Two circles of equal radius of 5 units have their centres at the origin and the point `(2, -3).` Equation of the common chord of these circles is

To find the equation of the common chord of the two circles with centers at the origin (0, 0) and (2, -3), both having a radius of 5 units, we will follow these steps: ### Step 1: Write the equations of both circles. 1. **Circle 1 (C1)**: - Center: (0, 0) - Radius: 5 - Equation: \[ (x - 0)^2 + (y - 0)^2 = 5^2 \] Simplifying this gives: \[ x^2 + y^2 = 25 \quad \text{(Equation 1)} \] 2. **Circle 2 (C2)**: - Center: (2, -3) - Radius: 5 - Equation: \[ (x - 2)^2 + (y + 3)^2 = 5^2 \] Expanding this gives: \[ (x^2 - 4x + 4) + (y^2 + 6y + 9) = 25 \] Combining terms leads to: \[ x^2 + y^2 - 4x + 6y + 13 = 25 \] Rearranging gives: \[ x^2 + y^2 - 4x + 6y - 12 = 0 \quad \text{(Equation 2)} \] ### Step 2: Find the equation of the common chord.
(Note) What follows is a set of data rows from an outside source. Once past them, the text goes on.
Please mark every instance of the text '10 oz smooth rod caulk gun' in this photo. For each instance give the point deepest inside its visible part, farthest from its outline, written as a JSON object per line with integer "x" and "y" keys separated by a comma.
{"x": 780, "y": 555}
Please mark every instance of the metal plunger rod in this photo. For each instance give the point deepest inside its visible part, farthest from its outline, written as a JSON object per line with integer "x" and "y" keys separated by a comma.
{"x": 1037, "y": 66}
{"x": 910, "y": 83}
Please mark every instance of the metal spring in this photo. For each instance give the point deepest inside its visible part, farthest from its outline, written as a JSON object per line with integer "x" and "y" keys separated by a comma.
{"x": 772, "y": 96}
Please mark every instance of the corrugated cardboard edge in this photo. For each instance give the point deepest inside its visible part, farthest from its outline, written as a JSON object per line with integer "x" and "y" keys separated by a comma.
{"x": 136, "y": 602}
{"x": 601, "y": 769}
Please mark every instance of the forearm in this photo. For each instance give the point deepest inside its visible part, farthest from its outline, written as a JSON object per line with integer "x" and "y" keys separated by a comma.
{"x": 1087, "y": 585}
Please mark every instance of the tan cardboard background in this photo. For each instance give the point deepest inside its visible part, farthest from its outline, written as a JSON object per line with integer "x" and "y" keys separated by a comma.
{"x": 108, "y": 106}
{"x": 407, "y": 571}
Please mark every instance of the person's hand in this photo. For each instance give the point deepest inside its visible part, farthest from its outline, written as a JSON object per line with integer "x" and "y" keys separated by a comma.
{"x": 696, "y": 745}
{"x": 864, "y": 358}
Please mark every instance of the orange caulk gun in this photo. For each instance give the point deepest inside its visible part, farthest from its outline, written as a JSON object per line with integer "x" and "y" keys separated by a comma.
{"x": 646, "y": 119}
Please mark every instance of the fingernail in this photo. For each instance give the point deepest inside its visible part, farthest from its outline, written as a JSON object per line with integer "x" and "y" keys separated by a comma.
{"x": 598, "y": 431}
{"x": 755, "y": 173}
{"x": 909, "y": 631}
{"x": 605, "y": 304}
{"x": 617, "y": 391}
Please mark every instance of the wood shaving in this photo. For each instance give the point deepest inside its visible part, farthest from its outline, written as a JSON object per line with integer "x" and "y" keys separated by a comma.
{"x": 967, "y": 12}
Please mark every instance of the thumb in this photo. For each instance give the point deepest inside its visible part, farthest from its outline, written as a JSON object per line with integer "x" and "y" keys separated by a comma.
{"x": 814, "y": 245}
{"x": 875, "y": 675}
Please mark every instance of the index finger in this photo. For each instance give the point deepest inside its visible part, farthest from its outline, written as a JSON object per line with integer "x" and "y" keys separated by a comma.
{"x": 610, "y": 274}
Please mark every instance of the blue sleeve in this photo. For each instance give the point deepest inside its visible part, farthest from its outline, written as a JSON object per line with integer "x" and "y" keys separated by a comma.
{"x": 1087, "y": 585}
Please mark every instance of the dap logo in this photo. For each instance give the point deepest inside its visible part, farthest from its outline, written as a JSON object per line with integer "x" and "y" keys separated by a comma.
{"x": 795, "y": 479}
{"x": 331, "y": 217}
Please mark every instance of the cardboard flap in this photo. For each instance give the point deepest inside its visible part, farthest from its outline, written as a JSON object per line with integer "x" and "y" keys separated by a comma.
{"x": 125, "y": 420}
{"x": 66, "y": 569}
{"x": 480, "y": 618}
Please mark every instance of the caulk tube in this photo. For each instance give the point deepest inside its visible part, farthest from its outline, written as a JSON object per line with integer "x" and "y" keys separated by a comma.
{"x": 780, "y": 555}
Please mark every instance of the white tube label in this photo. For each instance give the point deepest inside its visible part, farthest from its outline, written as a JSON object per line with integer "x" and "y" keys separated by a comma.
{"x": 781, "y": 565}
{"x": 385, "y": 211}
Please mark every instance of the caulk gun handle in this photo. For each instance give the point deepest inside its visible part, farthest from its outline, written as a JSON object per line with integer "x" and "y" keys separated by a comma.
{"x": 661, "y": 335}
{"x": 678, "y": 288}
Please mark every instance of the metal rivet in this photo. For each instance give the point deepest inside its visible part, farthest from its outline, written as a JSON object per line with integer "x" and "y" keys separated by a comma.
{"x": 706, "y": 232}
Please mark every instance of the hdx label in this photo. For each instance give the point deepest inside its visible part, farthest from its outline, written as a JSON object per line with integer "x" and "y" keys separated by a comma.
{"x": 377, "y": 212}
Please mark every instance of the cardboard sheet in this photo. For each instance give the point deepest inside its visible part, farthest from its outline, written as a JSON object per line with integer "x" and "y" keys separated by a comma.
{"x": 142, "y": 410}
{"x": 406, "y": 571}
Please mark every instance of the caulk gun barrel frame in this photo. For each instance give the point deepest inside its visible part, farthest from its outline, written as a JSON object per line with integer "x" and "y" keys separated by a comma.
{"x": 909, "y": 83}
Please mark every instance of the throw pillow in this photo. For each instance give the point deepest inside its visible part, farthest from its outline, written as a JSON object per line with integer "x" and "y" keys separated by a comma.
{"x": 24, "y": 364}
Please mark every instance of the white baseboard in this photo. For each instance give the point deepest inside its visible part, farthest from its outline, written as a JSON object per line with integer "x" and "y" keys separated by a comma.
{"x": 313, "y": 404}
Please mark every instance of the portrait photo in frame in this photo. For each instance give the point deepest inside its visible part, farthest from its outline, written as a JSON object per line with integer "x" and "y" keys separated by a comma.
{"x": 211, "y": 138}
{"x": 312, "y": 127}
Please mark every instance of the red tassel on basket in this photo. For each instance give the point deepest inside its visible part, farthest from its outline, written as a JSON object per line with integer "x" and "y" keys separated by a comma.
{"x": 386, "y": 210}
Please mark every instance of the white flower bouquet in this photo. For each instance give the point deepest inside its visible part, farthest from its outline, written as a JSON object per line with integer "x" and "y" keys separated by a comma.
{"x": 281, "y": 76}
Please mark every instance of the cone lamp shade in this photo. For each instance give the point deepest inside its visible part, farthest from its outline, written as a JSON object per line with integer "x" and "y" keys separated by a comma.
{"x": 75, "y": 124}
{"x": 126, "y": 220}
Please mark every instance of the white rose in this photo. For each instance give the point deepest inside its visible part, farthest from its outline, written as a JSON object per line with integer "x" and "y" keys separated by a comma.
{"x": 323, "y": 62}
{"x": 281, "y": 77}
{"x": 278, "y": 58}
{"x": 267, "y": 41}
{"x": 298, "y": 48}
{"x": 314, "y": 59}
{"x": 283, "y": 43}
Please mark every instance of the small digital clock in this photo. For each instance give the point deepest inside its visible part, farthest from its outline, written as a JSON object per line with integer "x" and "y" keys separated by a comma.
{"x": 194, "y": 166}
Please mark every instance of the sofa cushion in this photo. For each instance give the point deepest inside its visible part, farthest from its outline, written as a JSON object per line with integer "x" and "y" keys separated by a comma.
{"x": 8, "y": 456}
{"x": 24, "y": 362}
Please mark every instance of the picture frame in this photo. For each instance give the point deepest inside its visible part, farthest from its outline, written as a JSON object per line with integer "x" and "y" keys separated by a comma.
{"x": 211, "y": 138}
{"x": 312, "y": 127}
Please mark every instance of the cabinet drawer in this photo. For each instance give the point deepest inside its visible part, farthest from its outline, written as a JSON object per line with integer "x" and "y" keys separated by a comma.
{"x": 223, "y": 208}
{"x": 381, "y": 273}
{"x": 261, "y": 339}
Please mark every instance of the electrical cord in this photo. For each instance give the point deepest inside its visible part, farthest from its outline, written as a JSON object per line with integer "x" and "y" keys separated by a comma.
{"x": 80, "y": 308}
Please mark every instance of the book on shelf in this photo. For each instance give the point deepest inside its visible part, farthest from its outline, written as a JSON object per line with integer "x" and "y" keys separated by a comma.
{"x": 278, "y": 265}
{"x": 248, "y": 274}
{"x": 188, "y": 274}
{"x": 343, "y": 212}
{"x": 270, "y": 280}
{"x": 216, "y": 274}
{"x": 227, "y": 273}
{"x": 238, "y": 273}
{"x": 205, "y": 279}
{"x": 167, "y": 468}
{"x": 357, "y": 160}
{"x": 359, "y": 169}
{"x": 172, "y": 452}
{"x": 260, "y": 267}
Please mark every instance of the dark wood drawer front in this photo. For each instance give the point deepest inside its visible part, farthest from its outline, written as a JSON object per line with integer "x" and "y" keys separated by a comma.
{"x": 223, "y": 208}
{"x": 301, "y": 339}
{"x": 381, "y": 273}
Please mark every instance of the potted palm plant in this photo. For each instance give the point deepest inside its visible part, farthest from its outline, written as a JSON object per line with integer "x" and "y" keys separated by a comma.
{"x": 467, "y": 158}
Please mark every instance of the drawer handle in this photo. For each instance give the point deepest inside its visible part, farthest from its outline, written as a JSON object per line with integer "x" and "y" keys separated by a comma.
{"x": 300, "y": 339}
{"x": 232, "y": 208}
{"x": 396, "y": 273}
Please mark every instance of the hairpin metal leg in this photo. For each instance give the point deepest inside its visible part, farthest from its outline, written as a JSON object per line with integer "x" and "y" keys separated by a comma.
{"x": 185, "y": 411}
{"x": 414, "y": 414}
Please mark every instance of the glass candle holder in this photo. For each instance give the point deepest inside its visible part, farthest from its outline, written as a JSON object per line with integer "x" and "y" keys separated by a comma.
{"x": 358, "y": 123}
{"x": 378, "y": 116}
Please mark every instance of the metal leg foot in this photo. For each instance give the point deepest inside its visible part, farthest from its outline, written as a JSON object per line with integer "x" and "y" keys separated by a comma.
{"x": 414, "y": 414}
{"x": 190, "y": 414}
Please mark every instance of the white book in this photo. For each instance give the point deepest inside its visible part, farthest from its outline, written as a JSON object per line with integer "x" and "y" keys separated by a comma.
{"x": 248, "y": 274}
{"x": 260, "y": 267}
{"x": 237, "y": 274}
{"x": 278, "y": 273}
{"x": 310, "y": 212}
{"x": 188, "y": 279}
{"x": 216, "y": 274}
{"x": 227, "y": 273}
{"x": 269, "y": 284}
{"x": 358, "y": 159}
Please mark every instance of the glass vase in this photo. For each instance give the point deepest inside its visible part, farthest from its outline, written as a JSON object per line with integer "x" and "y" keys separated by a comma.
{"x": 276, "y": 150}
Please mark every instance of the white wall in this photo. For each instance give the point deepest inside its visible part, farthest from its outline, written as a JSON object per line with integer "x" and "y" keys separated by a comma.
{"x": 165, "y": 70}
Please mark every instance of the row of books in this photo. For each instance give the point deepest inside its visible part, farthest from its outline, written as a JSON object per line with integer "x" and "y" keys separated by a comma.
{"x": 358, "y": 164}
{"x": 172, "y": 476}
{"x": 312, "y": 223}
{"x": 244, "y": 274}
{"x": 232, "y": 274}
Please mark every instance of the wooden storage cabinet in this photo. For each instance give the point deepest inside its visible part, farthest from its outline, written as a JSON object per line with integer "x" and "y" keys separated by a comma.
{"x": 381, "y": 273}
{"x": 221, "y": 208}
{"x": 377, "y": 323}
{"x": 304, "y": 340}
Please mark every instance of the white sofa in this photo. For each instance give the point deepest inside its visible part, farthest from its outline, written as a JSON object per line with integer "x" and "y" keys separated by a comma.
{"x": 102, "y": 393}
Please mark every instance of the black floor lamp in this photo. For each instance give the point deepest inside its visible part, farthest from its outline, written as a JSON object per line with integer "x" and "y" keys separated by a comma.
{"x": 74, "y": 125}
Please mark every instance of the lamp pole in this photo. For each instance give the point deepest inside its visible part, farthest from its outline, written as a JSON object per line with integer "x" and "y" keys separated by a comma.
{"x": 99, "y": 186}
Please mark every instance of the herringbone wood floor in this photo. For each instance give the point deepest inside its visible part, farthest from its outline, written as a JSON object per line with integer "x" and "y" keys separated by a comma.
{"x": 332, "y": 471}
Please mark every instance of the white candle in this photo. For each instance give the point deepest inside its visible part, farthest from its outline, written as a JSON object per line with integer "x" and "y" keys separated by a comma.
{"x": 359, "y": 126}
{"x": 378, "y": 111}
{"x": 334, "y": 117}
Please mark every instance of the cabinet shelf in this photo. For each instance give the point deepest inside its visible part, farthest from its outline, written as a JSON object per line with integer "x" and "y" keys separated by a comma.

To find the equation of the common chord, we can use the formula: \[ S_1 - S_2 = 0 \] where \(S_1\) is the equation of Circle 1 and \(S_2\) is the equation of Circle 2. 1. **Substituting the equations**: - From Equation 1: \(S_1 = x^2 + y^2 - 25\) - From Equation 2: \(S_2 = x^2 + y^2 - 4x + 6y - 12\) 2. **Subtracting the two equations**: \[ S_1 - S_2 = (x^2 + y^2 - 25) - (x^2 + y^2 - 4x + 6y - 12) = 0 \] Simplifying this gives: \[ -25 + 4x - 6y + 12 = 0 \] Rearranging leads to: \[ 4x - 6y - 13 = 0 \] ### Final Equation of the Common Chord: The equation of the common chord is: \[ 4x - 6y - 13 = 0 \]